This is an old article but contains important information related to behavorial finance. This study could easily have been written by one of the best value investors ever, David Dreman. I know most of the readership here is men so many people will not like this article. However, it is true that in general women are better investors than men. The reason mainly has to do with the fact men have more overconfidence which most of the time hurts their investments.
I was like the men described in this article many years ago until I discovered value investing. A large part of value investing is patience, and temperment. You can be the best stock picker in the world but if you bail out of all your investments when Lehman brothers collapses, and every “expert” on TV is predicting a depression you will end up losing money in the stock market.
Of course this article does not describe all men. As I said value investors, and investors with a long term approach who can stomach declines in their portfolio of more than 50% are more like the women in the article. No I am not saying you are feminine, I mean that you have the right attitude to make money in the stock market.
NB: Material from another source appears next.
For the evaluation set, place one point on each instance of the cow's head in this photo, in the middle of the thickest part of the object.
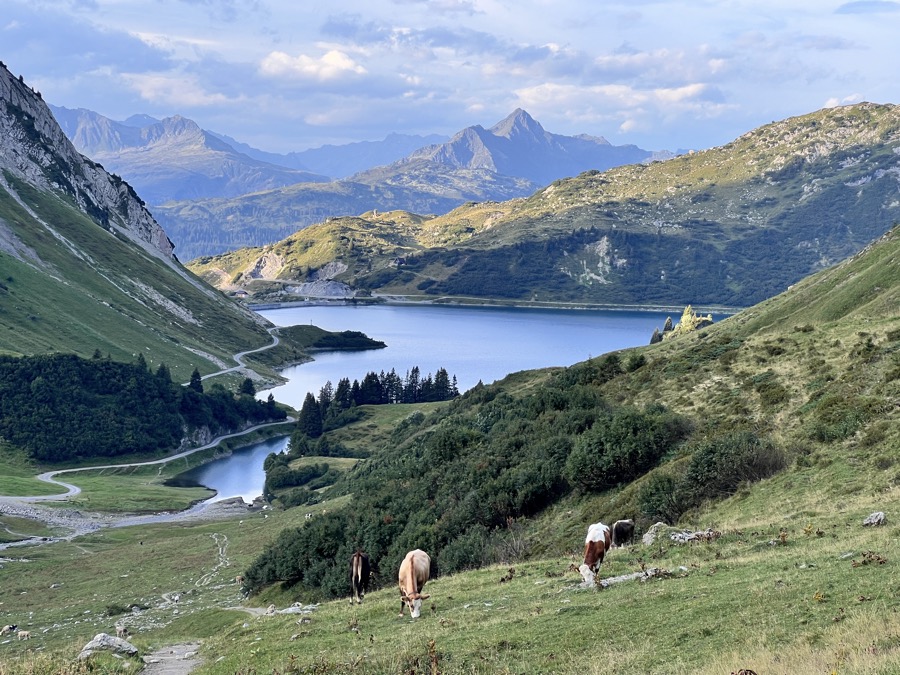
(414, 602)
(587, 574)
Below is a brief abstract followed by the full article in Scribd format:
Theoretical models of financial markets built on the assumption that some investors are overconfident yield one central prediction: overconfident investors will trade too much. We test this prediction by partitioning investors on the basis of a variable that provides a natural proxy for overconfidence – gender. Psychological research has established that men are more prone to overconfidence than women. Thus, models of investor overconfidence predict that men will trade more and perform worse than women. Using account data for over 35,000 households from a large discount brokerage firm, we analyze the common stock investments of men and women from February 1991 through January 1997. Consistent with the predictions of the overconfidence models, we document that men trade 45 percent more than women and earn annual risk-adjusted net returns that are 1.4 percent less than those earned by women. These differences are more pronounced between single men and single women; single men trade 67 percent more than single women and earn annual risk-adjusted net returns that are 2.3 percent less than those earned by single women.